Arm Holdings Down 43% as Physical AI Division Launch Earns Susquehanna Upgrade
Shares of Arm Holdings have fallen 43% from their peak and face forced selling risk due to SoftBank’s margin loan collateral. The company launched a physical AI division and earned a Susquehanna upgrade after restructuring, aiming to tap robotics and AI hardware growth.
1. Shares Slide Nearly 40% from 52-Week Highs Despite Upgrade
Since hitting a 52-week high late last year, ARM shares have fallen almost 40%. This dramatic decline prompted Susquehanna to reassess the company’s valuation in early January, upgrading the stock from neutral to positive and raising its 12-month price target by 15% to reflect renewed confidence in ARM’s ability to capitalize on AI-driven demand for its architecture. The firm cited recent initiative changes—including tighter partnerships with major OEMs and revised licensing terms—as catalysts for upside potential, despite the recent pullback in broader tech sentiment.
2. Launch of Physical AI Division Signals Strategic Pivot
At CES 2026, ARM officially unveiled its new Physical AI division, marking the company’s most significant restructuring since its public listing. The division will focus on chip designs optimized for robotics, autonomous systems and edge-based inference, with ARM allocating 20% of its R&D budget—approximately $250 million this fiscal year—toward physical AI projects. Management projects the new unit could contribute up to 10% of total revenue by 2028, assuming industry adoption in sectors such as manufacturing automation and smart logistics accelerates as expected.
3. SoftBank Margin Loan Poses Potential Downside Risk
ARM remains partially owned by its former parent, and SoftBank’s substantial margin loan backed by ARM shares introduces a risk of forced selling if share prices continue to weaken. SoftBank disclosed in its latest earnings report that roughly $4 billion of debt is secured against ARM stock; a further 20% decline from current levels would trigger covenants requiring additional collateral or partial loan repayment. Analysts warn that a rapid downturn could exacerbate volatility, especially if broader AI or semiconductor sentiment turns negative.

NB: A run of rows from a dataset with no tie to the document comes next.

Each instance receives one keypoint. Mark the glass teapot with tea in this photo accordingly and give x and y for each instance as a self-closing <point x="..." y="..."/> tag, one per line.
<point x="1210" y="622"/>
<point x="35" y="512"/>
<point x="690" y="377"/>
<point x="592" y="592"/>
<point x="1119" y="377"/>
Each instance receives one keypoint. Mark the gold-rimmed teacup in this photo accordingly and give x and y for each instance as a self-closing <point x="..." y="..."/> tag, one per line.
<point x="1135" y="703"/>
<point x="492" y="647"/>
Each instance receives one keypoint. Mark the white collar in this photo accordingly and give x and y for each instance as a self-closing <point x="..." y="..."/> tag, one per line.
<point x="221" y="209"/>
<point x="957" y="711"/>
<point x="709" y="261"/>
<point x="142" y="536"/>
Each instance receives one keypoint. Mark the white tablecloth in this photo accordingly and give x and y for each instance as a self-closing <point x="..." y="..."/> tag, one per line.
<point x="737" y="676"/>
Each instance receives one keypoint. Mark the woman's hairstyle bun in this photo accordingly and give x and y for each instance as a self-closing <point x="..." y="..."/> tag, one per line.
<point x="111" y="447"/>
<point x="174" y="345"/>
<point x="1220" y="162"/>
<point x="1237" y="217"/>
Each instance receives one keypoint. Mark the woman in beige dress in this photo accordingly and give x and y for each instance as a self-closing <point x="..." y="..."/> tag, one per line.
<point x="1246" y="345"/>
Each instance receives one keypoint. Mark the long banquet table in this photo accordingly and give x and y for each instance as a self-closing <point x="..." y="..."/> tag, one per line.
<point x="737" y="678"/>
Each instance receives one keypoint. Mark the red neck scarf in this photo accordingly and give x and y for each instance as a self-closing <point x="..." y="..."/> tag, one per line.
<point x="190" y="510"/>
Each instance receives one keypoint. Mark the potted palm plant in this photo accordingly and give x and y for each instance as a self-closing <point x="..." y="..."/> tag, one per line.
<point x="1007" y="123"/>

4. CEO Highlights Energy and Infrastructure Challenges for AI Scaling
Speaking at the World Economic Forum in Davos, ARM CEO René Haas emphasized that the United States has sufficient power generation to support AI growth, but the real obstacle lies in getting electricity to data centers. He cited permitting delays, aging transmission lines and localized bottlenecks as key constraints, noting that some regions face lead times of 24–36 months for new line approvals. Haas projected that addressing these grid limitations is critical to enable the next wave of AI model training and deployment, forecasting that infrastructure improvements could unlock up to 30% more effective compute capacity by 2027.